I came to the crushing realization that the immediate relief provided by medical brigades dissipates in the months after the brigade leaves. More so, the community had realized this fact and tried their best to get as much out of each brigade as possible. They were willing to wait in line for hours, to bring their friends and entire family from other towns and to try their best to make our efforts last by rationing medication.
It was easy for me to become discouraged in the face of vast poverty and disease, having seen that international medical clinics only offer temporary services. But it was my realization that medical clinics are not the only way to help treat patients, in a long-term fashion, that made this trip so memorable.
On the last day of my trip, my group helped dig a water pipe as part of an educational activity facilitated by Global Brigades. We dug two football-field lengths of trench in La Concepcion, a town in a remote mountain region, for their new water system. According to the engineers on the project, the goal was to provide the entire village with clean water.
Two months after my return to the US, La Concepcion had clean water and pipelines to every community home; this reduced the frequency of diarrhea and parasitic infections.

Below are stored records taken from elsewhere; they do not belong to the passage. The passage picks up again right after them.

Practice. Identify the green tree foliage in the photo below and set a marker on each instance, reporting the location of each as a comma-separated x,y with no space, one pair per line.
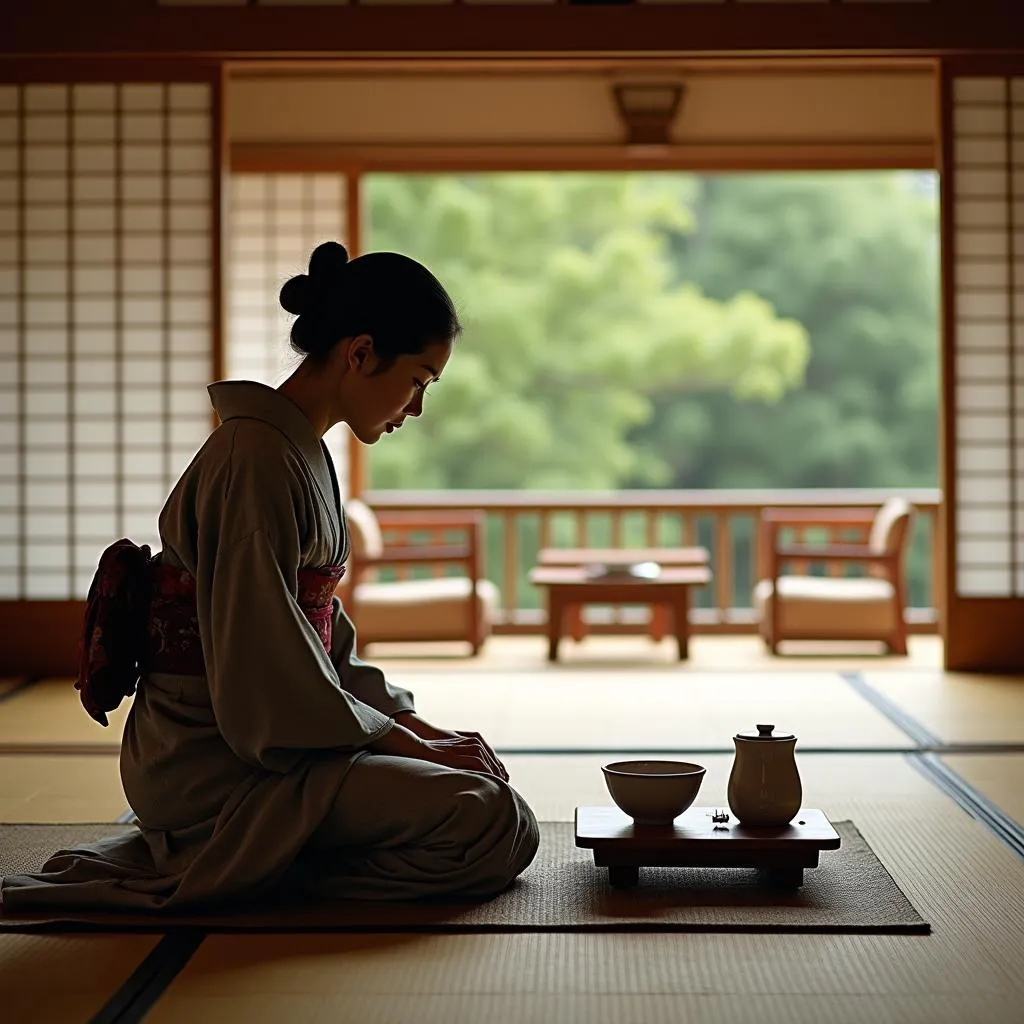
854,259
582,335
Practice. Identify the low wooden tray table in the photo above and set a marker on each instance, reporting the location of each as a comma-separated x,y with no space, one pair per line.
696,840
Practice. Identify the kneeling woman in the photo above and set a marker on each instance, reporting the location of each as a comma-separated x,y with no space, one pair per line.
260,754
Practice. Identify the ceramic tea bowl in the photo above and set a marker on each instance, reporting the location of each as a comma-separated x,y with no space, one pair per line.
653,793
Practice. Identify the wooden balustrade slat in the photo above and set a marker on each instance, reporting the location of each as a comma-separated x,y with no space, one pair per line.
723,562
510,532
650,528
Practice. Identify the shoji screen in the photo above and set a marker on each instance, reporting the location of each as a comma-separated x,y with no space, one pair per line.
108,316
274,222
983,184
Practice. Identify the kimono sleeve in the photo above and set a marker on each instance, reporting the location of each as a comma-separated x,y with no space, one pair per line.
274,689
364,681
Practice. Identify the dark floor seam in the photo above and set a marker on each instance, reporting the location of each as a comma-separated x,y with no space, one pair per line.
22,686
133,1000
909,725
970,800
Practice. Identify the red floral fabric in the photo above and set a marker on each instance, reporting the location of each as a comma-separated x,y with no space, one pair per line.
114,631
140,616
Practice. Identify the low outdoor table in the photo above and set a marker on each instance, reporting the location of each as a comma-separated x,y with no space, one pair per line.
572,587
696,840
623,556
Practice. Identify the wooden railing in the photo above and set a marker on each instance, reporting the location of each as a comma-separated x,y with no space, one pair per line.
519,523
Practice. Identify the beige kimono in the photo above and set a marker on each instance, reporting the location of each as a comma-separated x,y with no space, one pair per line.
256,774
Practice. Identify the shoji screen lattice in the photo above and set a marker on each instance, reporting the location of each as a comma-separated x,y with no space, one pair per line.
107,321
988,296
274,222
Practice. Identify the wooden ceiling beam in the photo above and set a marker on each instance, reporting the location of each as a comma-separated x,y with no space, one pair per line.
141,27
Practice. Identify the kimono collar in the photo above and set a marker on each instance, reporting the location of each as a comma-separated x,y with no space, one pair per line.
249,399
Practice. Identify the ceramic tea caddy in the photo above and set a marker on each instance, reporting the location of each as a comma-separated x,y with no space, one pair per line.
764,784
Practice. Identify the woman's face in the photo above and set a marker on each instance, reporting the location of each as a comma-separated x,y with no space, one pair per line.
384,398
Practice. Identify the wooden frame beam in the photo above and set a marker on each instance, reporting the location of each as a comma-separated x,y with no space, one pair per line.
104,27
325,157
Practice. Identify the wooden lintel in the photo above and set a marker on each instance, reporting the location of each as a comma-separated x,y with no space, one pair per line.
62,28
324,158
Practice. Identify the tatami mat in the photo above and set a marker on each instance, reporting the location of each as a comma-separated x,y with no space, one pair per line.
580,1008
957,708
49,713
962,879
998,777
9,684
712,653
59,788
65,979
672,710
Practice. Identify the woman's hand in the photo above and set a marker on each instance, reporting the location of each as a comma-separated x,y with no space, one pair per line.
466,752
448,747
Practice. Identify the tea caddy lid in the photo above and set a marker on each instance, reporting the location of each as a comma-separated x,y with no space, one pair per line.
766,733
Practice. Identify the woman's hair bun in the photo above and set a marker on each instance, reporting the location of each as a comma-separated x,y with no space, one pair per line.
295,295
327,262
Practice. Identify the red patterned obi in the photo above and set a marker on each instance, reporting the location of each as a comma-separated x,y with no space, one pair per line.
173,643
140,616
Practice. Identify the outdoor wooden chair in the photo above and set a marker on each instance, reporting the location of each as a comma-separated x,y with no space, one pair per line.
438,608
801,606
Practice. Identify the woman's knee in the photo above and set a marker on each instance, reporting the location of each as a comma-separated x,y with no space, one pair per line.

By building a water system, we addressed the root of the disease—contaminated water—and the symptoms of an entire population were treated. I thought back to the clinic days when I handed out anti-diarrheal medication in packets of twenty pills. The medication we provided would have lasted a patient two or three weeks. The water system, though, might last many years.
Since my trip, the volunteers and I helped establish new Water and Public Health Brigades that will collaborate with the pre-existing Medical Brigade. Now that I have gained a deeper appreciation for sustainability, I see that these services will help a community thrive long after I have packed my bags.